Sublists are comma-delimited, and sublist elements are separated by
'+' character. Sublists contain integers in the range 1..20.
I parse these to look like so:
[[[8,12],[11],[7,13],[10]],
[[1,2,3],[1,9],[3,6],[4]],
.
.
]
I need to explode these and produce a lex-sorted list of exploded lists:
[[1,1,3,4],[1,1,6,4],[1,9,3,4],[1,9,6,4],[2,1,3,4],[2,1,6,4],[2,9,3,4],
[2,9,6,4],[3,1,3,4],[3,1,6,4],[3,9,3,4],[3,9,6,4],
[8,11,7,10],[8,11,13,10],[12,11,7,10],[12,11,13,10]]
I then output this data as comma-delimited lists:
1,1,3,4
1,1,6,4
.
.
12,11,13,10
It is a property of the underlying problem 'structure' that none of these comma-delimited lists in the exploded data is repeated. i.e. we can never see two instances of (say) 1,1,3,4.
{ Begin Aside on Why I Would Want to do Such a Silly Thing:
'Compressed lists' are in fact compressed wager combinations for multi-leg exotic horse racing events. 'Exploded lists' are the single wager combinations covered by the grouped combinations.
Why use compressed combinations? Well, it's a lot easier to submit 5,000 compressed tickets (whether physically or electronically) than 1M single tickets for the individual combinations we have somehow managed to represent by the 5,000 compressed tickets.
However, single combinations are the currency of the realm. These are the underlying wagers and compression is merely a convenience/necessity to enable single wagers to be placed.
It's not uncommon to generate large numbers of single combinations: Imagine 6 races with 15 runners in each race, and a wager requiring one to select first place getters in all 6 legs. The number of potential outcomes is 15^6 = 11,390,625. One might decide (somehow) that it makes sense in a positive expectation way to wager (say) 500K of these potential outcomes.

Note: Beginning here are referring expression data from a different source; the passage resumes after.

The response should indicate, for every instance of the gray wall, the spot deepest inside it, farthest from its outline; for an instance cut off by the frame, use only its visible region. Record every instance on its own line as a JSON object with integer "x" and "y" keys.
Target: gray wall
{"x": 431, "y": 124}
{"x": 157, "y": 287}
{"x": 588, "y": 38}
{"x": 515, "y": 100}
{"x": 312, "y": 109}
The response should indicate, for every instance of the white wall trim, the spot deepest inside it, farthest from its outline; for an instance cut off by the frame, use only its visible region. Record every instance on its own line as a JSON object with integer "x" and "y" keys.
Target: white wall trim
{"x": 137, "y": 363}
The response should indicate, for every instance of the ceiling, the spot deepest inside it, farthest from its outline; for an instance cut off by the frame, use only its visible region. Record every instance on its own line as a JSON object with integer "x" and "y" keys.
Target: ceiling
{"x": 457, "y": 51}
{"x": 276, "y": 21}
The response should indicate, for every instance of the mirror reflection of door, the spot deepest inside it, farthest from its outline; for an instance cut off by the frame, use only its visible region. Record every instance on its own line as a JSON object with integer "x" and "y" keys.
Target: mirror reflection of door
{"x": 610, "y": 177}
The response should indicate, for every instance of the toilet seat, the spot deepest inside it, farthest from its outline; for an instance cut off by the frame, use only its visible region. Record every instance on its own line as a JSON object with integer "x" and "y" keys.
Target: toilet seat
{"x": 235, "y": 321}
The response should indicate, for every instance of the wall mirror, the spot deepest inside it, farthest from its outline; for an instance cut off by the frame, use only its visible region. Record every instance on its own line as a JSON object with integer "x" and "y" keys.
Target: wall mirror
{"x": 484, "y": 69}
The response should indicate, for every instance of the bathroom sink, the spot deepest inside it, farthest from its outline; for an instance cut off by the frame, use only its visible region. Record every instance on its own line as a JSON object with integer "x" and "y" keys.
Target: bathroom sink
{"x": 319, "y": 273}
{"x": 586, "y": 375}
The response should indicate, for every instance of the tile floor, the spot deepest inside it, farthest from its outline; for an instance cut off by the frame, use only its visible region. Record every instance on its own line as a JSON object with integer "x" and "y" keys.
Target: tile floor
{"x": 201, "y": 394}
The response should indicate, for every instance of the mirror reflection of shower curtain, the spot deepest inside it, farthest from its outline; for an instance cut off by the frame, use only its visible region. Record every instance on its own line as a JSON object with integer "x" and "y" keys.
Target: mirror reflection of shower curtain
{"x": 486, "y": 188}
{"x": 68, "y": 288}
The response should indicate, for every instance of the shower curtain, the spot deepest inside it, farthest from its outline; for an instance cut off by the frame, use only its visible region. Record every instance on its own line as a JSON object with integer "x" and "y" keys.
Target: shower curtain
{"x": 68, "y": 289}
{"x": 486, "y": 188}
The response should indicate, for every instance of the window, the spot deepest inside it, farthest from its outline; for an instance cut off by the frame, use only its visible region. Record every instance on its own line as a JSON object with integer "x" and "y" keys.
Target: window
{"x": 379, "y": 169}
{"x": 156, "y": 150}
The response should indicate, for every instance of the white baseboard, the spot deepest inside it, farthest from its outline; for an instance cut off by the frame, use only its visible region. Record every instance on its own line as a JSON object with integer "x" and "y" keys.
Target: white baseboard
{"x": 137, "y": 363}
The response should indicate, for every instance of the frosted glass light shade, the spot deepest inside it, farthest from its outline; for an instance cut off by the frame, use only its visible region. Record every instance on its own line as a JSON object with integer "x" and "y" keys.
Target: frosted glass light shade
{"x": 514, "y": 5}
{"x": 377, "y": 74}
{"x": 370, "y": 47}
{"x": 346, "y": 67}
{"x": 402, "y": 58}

Getting from theoretically desirable single combinations to optimally compressed wagers is actually NP-Complete and another story for another day. Suffice it to say that one might use some nasty hacks and heuristics to arrive at compressed wagers - but in the process doing violence to one's precise coverage of the theoretically desirable single combinations. That's one reason why I need to recover (by 'exploding') the *actual* wagered single combinations from the compressed/ wagers.

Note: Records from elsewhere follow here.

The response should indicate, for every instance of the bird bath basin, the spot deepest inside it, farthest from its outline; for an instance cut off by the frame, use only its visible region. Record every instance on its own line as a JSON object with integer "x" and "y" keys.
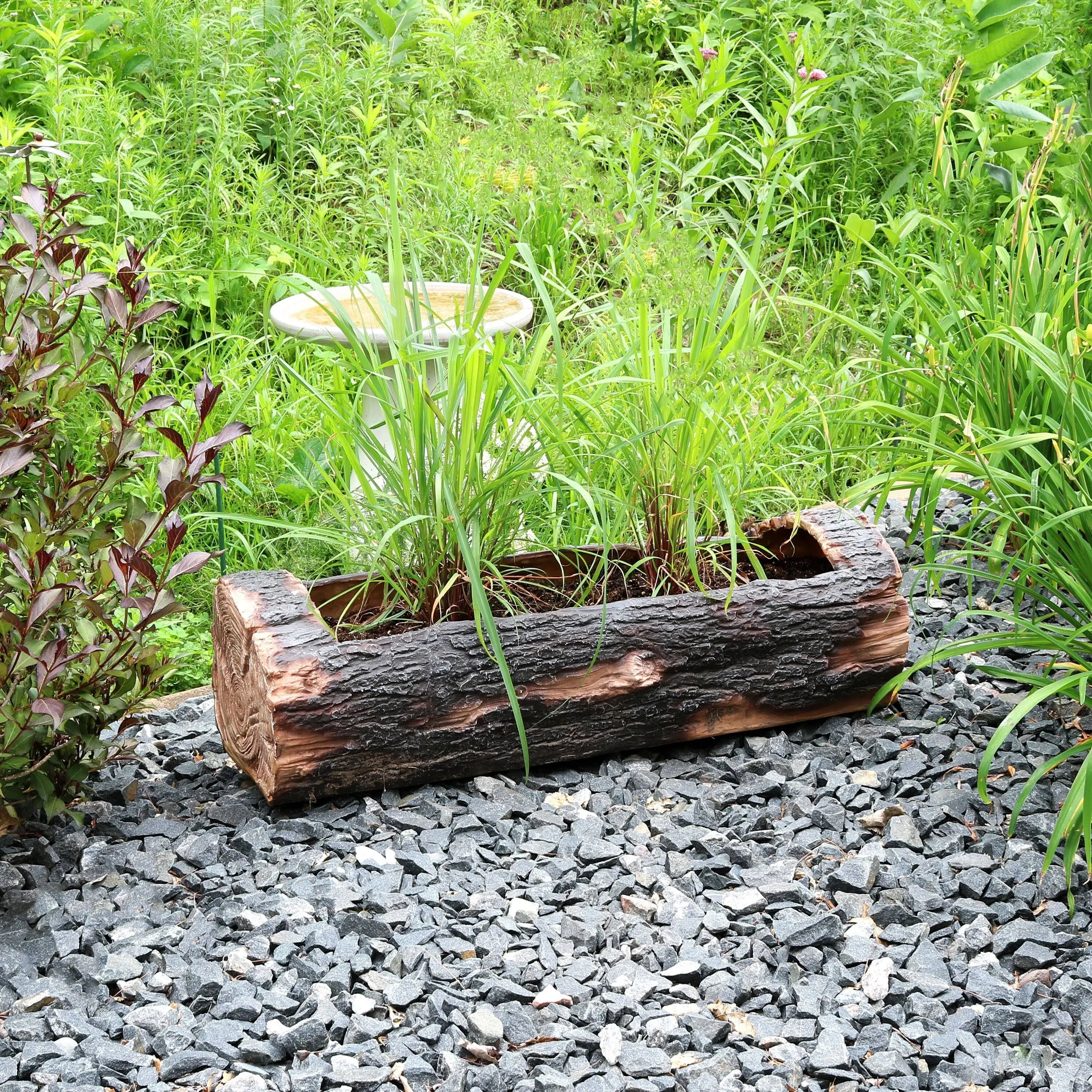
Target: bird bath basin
{"x": 312, "y": 316}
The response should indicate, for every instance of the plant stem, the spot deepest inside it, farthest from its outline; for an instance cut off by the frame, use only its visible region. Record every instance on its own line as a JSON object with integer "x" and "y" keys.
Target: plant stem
{"x": 220, "y": 518}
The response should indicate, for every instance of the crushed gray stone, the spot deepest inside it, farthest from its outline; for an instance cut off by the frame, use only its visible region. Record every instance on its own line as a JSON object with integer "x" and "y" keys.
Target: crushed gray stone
{"x": 715, "y": 918}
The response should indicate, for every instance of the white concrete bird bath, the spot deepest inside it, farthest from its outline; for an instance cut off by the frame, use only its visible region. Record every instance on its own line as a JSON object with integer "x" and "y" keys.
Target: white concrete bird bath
{"x": 310, "y": 315}
{"x": 313, "y": 316}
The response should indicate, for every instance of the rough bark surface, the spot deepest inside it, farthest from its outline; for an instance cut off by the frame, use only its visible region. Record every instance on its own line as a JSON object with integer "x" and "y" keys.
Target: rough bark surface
{"x": 307, "y": 717}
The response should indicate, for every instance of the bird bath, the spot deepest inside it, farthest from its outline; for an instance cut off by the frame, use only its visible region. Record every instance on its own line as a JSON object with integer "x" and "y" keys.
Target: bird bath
{"x": 314, "y": 316}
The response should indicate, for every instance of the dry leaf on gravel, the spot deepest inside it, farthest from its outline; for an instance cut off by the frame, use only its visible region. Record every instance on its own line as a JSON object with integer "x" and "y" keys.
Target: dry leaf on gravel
{"x": 740, "y": 1021}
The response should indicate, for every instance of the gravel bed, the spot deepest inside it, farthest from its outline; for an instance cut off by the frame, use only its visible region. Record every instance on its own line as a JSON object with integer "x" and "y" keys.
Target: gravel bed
{"x": 827, "y": 907}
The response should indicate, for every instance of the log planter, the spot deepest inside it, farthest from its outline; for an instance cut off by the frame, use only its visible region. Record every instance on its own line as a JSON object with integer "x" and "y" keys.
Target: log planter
{"x": 308, "y": 717}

I need to explode these compressed wagers back to single combinations because, I need to (eventually) do set comparisons on collections of single combinations. i.e. given File A and File B of compressed wagers, I need to be able to answer questions like:
(1) How many single combinations are common to File A and File B
(2) How many single combinations in File A are missing from File B
.
.
etc. i.e a few of the common set comparison operations.
And the dumbest, quickest and dirtiest and most idiot-proof way of doing this as a baseline approach before I start using maps, tries, etc... is to explode Files A and B into lex sorted single combinations order and then use diff -y with judicious grepping for '>' and <''
End Aside }
I'm probably going to go with an external sort for starters to keep memory usage down. For most use-cases, I can get away with my current in-memory sort - just have to beware edge cases.
However, later on, I'm keen to do everything with set theoretic operations and avoid writing large files of single combinations to disk.
So, I guess the things I'd like to get a feel for are:
(1) Is it realistic to expect to do in-memory set comparisons on sets with ~1M elements where each element is a (however-encoded) list of (say) 6 integers? I mean realistic in terms of execution time and space usage, of course.
(2) What would be a good space-efficient encoding for these single combinations? I know that there will never be more than 8 integers in a combination, and none of these values will be < 1 or > 20. So perhaps I should map them to ByteString library Word8 strings? Presumably sorting a big list of ByteStrings is going to be faster than sorting a big list of lists of int?